The Starving Games Jun 2026
To dismiss The Starving Games as "stupid" is to miss the point—but so is calling it "smart." The humor operates on three distinct levels, which explains its divisive nature.
The twist? The parody doesn't stop at The Hunger Games . The film continuously jumps rails to mock The Avengers (yes, Hulk shows up), The Dark Knight Rises (Bane makes an appearance in the cornucopia), Ted (the talking bear), and even The Real Housewives franchise.
The 2010s were a simpler time for parodies. Before the deepfakes and TikTok mashups, if you wanted to see The Hunger Games mixed with The Avengers , you had to watch a Friedberg/Seltzer movie. Furthermore, The Starving Games serves as a time capsule. The jokes about Gangnam Style, Psy, and Angry Birds are dated, but they are historically accurate to the meme culture of 2013. The Starving Games
Do not watch The Starving Games alone. Do not watch it sober. Watch it with friends who remember the original Hunger Games films well. Play a drinking game for every time a character winks at the camera. Turn it off the moment you stop laughing.

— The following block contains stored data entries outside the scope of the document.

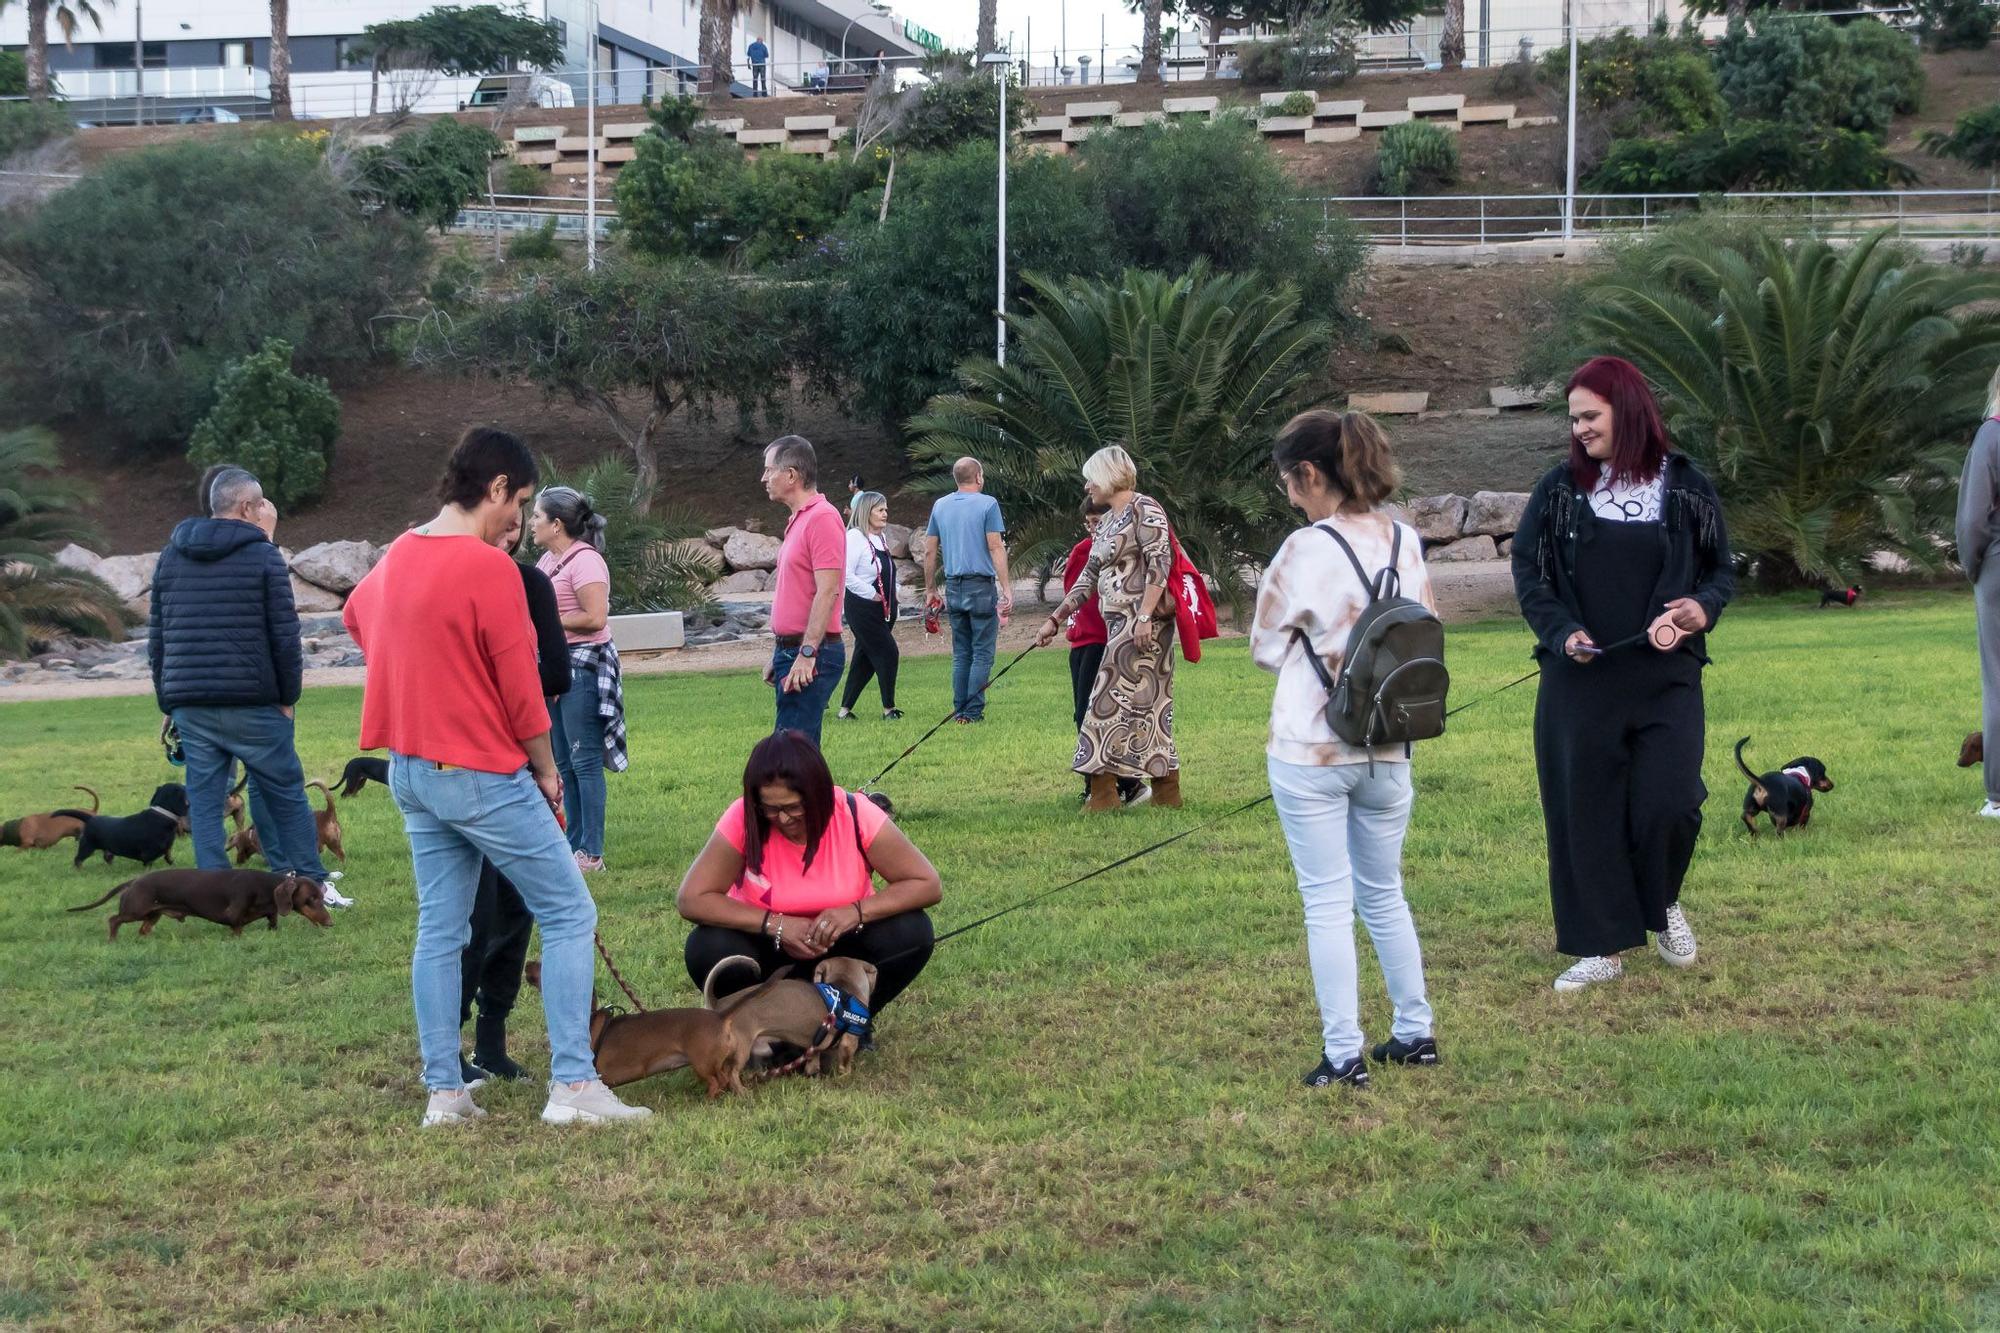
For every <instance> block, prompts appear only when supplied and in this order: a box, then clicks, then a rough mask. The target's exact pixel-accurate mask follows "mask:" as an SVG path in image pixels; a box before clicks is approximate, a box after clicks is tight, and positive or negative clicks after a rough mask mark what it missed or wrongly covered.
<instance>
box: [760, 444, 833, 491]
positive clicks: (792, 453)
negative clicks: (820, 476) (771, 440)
mask: <svg viewBox="0 0 2000 1333" xmlns="http://www.w3.org/2000/svg"><path fill="white" fill-rule="evenodd" d="M764 456H766V458H770V460H772V462H770V466H774V468H794V470H796V472H798V480H800V482H804V484H806V486H818V484H820V450H816V448H814V446H812V440H808V438H806V436H802V434H782V436H778V438H776V440H772V442H770V444H766V446H764Z"/></svg>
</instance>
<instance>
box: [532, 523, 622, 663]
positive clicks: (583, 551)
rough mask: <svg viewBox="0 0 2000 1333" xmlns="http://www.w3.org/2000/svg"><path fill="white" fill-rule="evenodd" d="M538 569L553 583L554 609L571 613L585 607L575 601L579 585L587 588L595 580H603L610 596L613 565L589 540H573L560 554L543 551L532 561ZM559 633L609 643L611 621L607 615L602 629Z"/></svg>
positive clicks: (564, 613) (578, 640)
mask: <svg viewBox="0 0 2000 1333" xmlns="http://www.w3.org/2000/svg"><path fill="white" fill-rule="evenodd" d="M534 566H536V568H538V570H542V572H544V574H548V580H550V582H552V584H556V612H558V614H564V616H570V614H576V612H580V610H582V608H584V604H582V602H580V600H576V590H578V588H588V586H590V584H594V582H602V584H604V588H606V596H610V582H612V566H610V564H606V562H604V556H602V554H598V548H596V546H592V544H590V542H576V544H574V546H570V548H568V550H564V552H562V554H560V556H558V554H556V552H554V550H544V552H542V558H540V560H536V562H534ZM562 636H564V638H566V640H570V642H610V640H612V622H610V616H606V618H604V628H600V630H594V632H590V634H580V632H576V630H568V628H566V630H562Z"/></svg>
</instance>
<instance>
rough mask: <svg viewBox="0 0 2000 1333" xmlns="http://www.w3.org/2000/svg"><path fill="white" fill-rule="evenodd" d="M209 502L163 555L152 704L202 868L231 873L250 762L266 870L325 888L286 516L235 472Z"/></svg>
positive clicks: (209, 500)
mask: <svg viewBox="0 0 2000 1333" xmlns="http://www.w3.org/2000/svg"><path fill="white" fill-rule="evenodd" d="M202 500H204V504H206V508H208V512H210V516H208V518H186V520H182V524H180V526H176V528H174V536H172V538H170V540H168V542H166V550H162V552H160V562H158V566H156V568H154V574H152V612H150V624H148V630H146V652H148V658H150V660H152V693H154V699H158V703H160V713H166V715H168V717H172V719H174V727H176V729H178V731H180V743H182V749H184V751H186V761H188V823H190V827H192V831H194V863H196V865H198V867H202V869H224V867H228V849H226V845H224V835H222V805H224V799H226V797H228V785H230V773H232V769H234V761H242V765H244V769H246V771H248V775H250V817H252V819H254V821H256V831H258V843H262V847H264V861H266V863H268V865H270V869H274V871H280V873H284V871H292V873H298V875H302V877H306V879H312V881H314V883H320V885H324V883H328V875H326V867H324V865H322V863H320V835H318V829H316V827H314V823H312V805H310V801H308V799H306V787H304V783H306V775H304V771H302V767H300V763H298V751H296V749H294V745H292V707H294V705H296V703H298V691H300V683H302V675H304V652H302V648H300V642H298V608H296V606H294V604H292V576H290V570H288V568H286V564H284V554H282V552H280V550H278V546H276V544H274V542H272V532H276V530H278V508H276V506H274V504H272V502H270V500H268V498H264V486H260V484H258V480H256V476H252V474H250V472H244V470H242V468H232V466H216V468H210V470H208V474H204V476H202Z"/></svg>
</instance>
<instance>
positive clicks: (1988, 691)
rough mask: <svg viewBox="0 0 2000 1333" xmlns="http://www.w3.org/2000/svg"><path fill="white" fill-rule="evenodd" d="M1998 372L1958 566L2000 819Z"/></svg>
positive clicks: (1988, 789)
mask: <svg viewBox="0 0 2000 1333" xmlns="http://www.w3.org/2000/svg"><path fill="white" fill-rule="evenodd" d="M1996 546H2000V370H1994V378H1992V382H1990V384H1986V422H1984V424H1982V426H1980V432H1978V434H1974V436H1972V448H1970V450H1968V452H1966V470H1964V474H1962V476H1960V478H1958V564H1960V568H1964V570H1966V578H1970V580H1972V588H1974V604H1976V606H1978V624H1980V693H1982V703H1984V707H1982V709H1980V713H1982V715H1984V717H1982V729H1984V733H1986V805H1982V807H1980V817H1984V819H2000V552H1996V550H1994V548H1996Z"/></svg>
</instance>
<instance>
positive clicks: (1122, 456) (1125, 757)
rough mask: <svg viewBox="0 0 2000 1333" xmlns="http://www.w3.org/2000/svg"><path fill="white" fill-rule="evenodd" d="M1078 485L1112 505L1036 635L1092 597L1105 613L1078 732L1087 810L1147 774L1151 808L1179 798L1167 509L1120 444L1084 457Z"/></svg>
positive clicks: (1079, 763)
mask: <svg viewBox="0 0 2000 1333" xmlns="http://www.w3.org/2000/svg"><path fill="white" fill-rule="evenodd" d="M1084 490H1086V492H1088V494H1090V498H1092V500H1096V502H1098V504H1104V506H1106V508H1108V510H1110V512H1108V514H1104V518H1102V520H1100V522H1098V536H1096V542H1094V544H1092V546H1090V560H1088V562H1086V564H1084V572H1082V574H1080V576H1078V578H1076V584H1074V586H1072V588H1070V594H1068V596H1066V598H1062V604H1060V606H1058V608H1056V614H1052V616H1048V620H1046V622H1044V624H1042V632H1040V634H1038V636H1036V642H1040V644H1048V642H1050V640H1052V638H1054V636H1056V634H1058V632H1062V622H1064V620H1068V618H1070V616H1072V614H1074V612H1076V608H1078V606H1082V604H1084V602H1086V600H1090V596H1092V594H1094V596H1096V598H1098V606H1100V608H1102V610H1104V628H1106V642H1104V664H1102V667H1098V679H1096V683H1094V685H1092V687H1090V709H1088V711H1086V713H1084V725H1082V729H1080V733H1078V737H1076V763H1074V765H1070V767H1072V769H1074V771H1076V773H1082V775H1084V777H1086V779H1088V781H1090V799H1088V801H1086V803H1084V809H1086V811H1116V809H1118V779H1152V803H1154V805H1170V807H1178V805H1180V755H1178V753H1176V751H1174V602H1172V598H1170V596H1168V586H1170V582H1172V572H1174V544H1172V538H1170V536H1168V526H1166V510H1164V508H1160V502H1158V500H1154V498H1152V496H1146V494H1140V492H1138V464H1136V462H1132V454H1128V452H1126V450H1122V448H1118V446H1116V444H1112V446H1108V448H1100V450H1098V452H1094V454H1090V460H1088V462H1084Z"/></svg>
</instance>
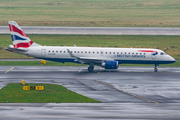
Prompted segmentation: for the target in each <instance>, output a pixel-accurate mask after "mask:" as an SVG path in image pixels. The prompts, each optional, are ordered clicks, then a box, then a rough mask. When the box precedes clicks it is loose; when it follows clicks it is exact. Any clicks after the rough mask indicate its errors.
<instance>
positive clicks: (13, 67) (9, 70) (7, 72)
mask: <svg viewBox="0 0 180 120" xmlns="http://www.w3.org/2000/svg"><path fill="white" fill-rule="evenodd" d="M12 69H14V67H12V68H11V69H9V70H7V71H6V72H5V73H8V72H9V71H11V70H12Z"/></svg>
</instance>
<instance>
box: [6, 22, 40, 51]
mask: <svg viewBox="0 0 180 120" xmlns="http://www.w3.org/2000/svg"><path fill="white" fill-rule="evenodd" d="M9 29H10V32H11V37H12V41H13V46H14V48H28V47H30V46H32V45H36V46H37V45H39V44H36V43H34V42H33V41H31V40H30V39H29V37H28V36H27V35H26V34H25V33H24V31H23V30H22V29H21V27H20V26H19V25H18V24H17V23H16V22H15V21H9ZM39 46H40V45H39Z"/></svg>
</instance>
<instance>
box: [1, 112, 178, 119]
mask: <svg viewBox="0 0 180 120" xmlns="http://www.w3.org/2000/svg"><path fill="white" fill-rule="evenodd" d="M162 115H163V116H169V115H180V113H155V114H153V113H152V114H146V113H145V114H120V115H112V114H109V115H108V114H107V115H88V114H86V115H53V117H54V118H59V117H129V116H131V117H133V116H142V117H143V116H162ZM2 117H6V118H8V117H23V118H27V117H33V118H35V117H36V118H45V117H50V118H51V117H52V115H32V116H27V115H25V116H23V115H4V116H0V118H2Z"/></svg>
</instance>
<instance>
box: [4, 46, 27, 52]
mask: <svg viewBox="0 0 180 120" xmlns="http://www.w3.org/2000/svg"><path fill="white" fill-rule="evenodd" d="M5 50H7V51H10V52H13V51H14V50H16V51H27V50H28V49H26V48H13V47H5Z"/></svg>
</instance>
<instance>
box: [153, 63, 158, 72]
mask: <svg viewBox="0 0 180 120" xmlns="http://www.w3.org/2000/svg"><path fill="white" fill-rule="evenodd" d="M158 66H159V64H155V66H154V72H157V71H158Z"/></svg>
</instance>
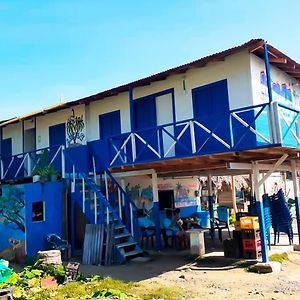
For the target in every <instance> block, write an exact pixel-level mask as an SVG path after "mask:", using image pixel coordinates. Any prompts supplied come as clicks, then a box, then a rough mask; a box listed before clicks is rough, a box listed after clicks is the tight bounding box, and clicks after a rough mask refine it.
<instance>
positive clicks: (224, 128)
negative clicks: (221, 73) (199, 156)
mask: <svg viewBox="0 0 300 300" xmlns="http://www.w3.org/2000/svg"><path fill="white" fill-rule="evenodd" d="M192 97H193V109H194V118H195V119H196V120H198V121H199V123H201V124H202V125H204V126H205V127H206V128H207V129H208V130H210V131H211V132H213V133H215V134H216V135H218V136H219V137H220V138H221V139H222V140H223V141H225V142H226V143H227V144H230V128H229V98H228V89H227V80H226V79H225V80H221V81H217V82H214V83H211V84H208V85H205V86H201V87H198V88H195V89H193V90H192ZM195 134H196V145H197V150H199V149H201V151H200V153H213V152H220V151H224V150H228V149H227V148H226V147H225V146H224V145H223V144H222V143H220V142H219V141H217V140H216V139H215V138H214V137H212V136H211V135H210V134H209V133H206V132H205V131H204V130H203V129H201V128H199V127H198V126H197V125H196V126H195ZM208 138H209V140H208Z"/></svg>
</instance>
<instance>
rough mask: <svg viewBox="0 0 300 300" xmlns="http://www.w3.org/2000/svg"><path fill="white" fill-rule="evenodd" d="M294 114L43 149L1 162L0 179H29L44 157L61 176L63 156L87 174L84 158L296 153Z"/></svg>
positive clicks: (60, 146)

—it follows the story of Kantmiss Evershot as she competes in a lethal televised competition. Key Plot and Characters Protagonist Kantmiss Evershot To dismiss The Starving Games as "stupid" is
While The Hunger Games is the primary source of parody, the film incorporates characters and elements from several other 2012–2013 blockbusters:
Even haters of The Starving Games remember specific sequences. Here are the two that most frequently go viral on YouTube: The film continuously jumps rails to mock The
The film's protagonist, (played by Maiara Walsh), lives in "District 12-ish" and volunteers to take her sister's place in the 75th annual Starving Games . Unlike the life-or-death stakes of the original series, the winner of this competition receives a relatively meager prize package: an old ham, a coupon for a foot-long sub, and a partially eaten pickle.
During the bloodbath at the Cornucopia, The Dark Knight Rises’ Bane appears, says "Let the games begin" in his muffled voice, and begins breaking backs. Before he can kill Kantmiss, The Avengers’ Hulk smashes him. The Hulk then throws a shawarma at the camera. It has nothing to do with The Hunger Games , but it perfectly captures the "anything goes" energy of the early 2010s internet.
However, the film’s pacing drags because it refuses to carve its own path. It is shackled to the plot of The Hunger Games so tightly that it feels like a bad community theater reenactment rather than a satire. It lacks the frantic, breakneck pacing of Airplane! , instead pausing after every reference to wait for the audience to acknowledge, "Yes, I recognize that thing."